Loabi Nuvevununama (English translation: If I didn't fall in love) is a 2002 Maldivian drama film directed by Ahmed Shimau. Produced under Mapa Films, the film stars Mariyam Nisha, Yoosuf Shafeeu, Mariyam Nazima, Moosa Zakariyya and Shimau in pivotal roles.

Plot
Lahufa (Mariyam Nisha), a vulnerable woman relocates herself to Male' with the help of Adam (Chilhiya Moosa Manik) to flee from an arranged marriage to an old man by her step-mother. She was welcomed with great hospitality by Shakeel (Ahmed Shimau), a heart patient, and his sibling-like-friend, Ziyad (Yoosuf Shafeeu) who instantly falls in love with her.
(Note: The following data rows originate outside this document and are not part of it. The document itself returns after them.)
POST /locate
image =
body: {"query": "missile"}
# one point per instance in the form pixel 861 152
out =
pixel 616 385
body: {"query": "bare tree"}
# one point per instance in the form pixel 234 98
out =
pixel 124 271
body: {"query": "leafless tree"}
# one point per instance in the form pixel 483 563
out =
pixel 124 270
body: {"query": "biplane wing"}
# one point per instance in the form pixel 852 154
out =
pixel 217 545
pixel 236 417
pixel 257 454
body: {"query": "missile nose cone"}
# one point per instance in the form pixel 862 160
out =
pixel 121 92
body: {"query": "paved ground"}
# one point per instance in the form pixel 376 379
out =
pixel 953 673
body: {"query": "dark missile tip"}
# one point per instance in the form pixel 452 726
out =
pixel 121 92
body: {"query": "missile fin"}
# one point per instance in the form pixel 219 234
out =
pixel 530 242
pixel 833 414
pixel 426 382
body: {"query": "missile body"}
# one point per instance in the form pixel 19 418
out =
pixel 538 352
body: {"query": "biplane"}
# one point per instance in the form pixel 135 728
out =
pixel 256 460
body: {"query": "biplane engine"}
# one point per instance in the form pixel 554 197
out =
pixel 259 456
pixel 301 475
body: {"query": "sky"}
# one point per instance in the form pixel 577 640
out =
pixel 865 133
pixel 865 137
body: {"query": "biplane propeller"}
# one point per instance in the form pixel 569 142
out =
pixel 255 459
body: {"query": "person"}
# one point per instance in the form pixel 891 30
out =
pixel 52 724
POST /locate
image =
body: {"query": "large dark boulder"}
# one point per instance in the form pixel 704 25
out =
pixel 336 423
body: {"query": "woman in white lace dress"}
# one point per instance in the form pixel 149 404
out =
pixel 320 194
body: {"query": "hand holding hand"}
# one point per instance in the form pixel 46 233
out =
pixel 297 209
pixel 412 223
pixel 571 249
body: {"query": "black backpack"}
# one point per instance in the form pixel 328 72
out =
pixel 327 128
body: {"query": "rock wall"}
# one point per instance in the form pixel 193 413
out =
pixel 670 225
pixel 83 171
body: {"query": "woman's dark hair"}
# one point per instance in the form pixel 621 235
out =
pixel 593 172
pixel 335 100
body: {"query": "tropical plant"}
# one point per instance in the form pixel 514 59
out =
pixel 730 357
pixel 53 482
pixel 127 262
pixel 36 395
Shakeel's fiance, Nasma (Mariyam Nazima), a greedy woman desperately planning her marriage with Shakeel in need of money, envies Lahufa and tries to spoil her relationship with Ziyad. Soon, he departs to India for a training. One day, Lahufa accidentally drops a glass on his feet, badly cutting his leg which worsens while infection spreads. The couple had to delay their forthcoming wedding which Nasma blames on Lahufa. After several tests, the doctors inform that the injury is beyond healing and advises him to cut off his leg to stop infection from spreading further.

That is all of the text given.